Scott Wine Polaris Industries Inc.
Total compensation: $2,930,402 for the year ended Dec. 31
Nonequity incentive pay: $1,856,558
Other compensation: $88,844
Exercised stock options: $0
Value realized on vesting shares: $0
New stock options: 245,218
CEO pay ratio: 199:1
Median employee pay: $44,328
Total 2017 shareholder return: 54.2 percent
Note: Wine took home $2.7 million less in 2017; he made $5.6 million in 2016. Sales at the maker of ATVs, motorcycles and snowmobiles rose 20.2 percent to $5.4 billion, but the company's net income decreased 19.2 percent to $172.5 million, and net income per diluted share sank 17.1 percent to $2.69 per share.
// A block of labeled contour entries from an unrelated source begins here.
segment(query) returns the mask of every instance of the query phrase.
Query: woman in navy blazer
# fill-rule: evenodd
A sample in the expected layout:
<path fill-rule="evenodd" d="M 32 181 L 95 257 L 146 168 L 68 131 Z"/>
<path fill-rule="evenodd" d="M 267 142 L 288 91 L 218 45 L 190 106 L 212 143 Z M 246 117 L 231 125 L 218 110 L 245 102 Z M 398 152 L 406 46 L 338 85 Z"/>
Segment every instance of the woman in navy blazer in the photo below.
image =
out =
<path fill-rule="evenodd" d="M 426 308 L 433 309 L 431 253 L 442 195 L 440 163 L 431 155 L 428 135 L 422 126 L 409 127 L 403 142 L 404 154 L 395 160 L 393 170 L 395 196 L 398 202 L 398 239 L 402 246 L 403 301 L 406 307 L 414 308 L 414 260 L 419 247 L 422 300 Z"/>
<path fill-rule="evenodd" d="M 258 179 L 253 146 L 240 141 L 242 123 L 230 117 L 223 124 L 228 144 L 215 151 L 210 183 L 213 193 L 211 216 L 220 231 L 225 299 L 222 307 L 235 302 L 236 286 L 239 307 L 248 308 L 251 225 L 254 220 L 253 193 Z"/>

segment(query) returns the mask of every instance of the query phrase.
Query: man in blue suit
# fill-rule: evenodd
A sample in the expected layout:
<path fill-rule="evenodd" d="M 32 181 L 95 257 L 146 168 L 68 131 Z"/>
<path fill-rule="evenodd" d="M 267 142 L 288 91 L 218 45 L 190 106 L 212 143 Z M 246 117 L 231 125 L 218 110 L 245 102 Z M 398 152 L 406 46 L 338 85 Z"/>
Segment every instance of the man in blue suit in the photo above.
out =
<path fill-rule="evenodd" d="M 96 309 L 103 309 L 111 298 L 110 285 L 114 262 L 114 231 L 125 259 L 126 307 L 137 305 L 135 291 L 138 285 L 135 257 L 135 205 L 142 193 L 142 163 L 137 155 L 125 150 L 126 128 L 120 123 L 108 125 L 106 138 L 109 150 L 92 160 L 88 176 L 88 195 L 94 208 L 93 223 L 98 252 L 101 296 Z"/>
In the previous two years, Wine did not earn annual cash incentive bonuses but did so this year. The bonus was based on 75 percent of adjusted earnings per share and 25 percent on inventory levels. In 2017, the target for adjusted EPS was $4.50 per share
Despite a decline in net income, the adjusted EPS rose to $5.09 as compared to adjusted EPS of $3.48 in 2016. The company made adjustments to earnings to reflect the wind down of its Victory motorcycle business as it goes all in on its Indian brand and other adjustments for acquisition and integrations costs and the impacts of U.S. tax reform.
Shareholders gave a relatively low approval of the company's executive compensation program last year, 81.1 percent of shares in favor, which helped to kick off a shareholder outreach program to explain more fully corporate governance and executive compensation.
In 2016 the company was hit hard by product recalls, but Wine took home more without an annual incentive bonus because he realized about $4.5 million from previously issued long-term equity awards, including $3.4 million from stock option exercises that year. In 2017, he realized nothing from long-term equity awards.
The CEO pay ratio is calculated based on Wine's total in the summary compensation table, $8.8 million, which includes grant date value of long-term equity awards.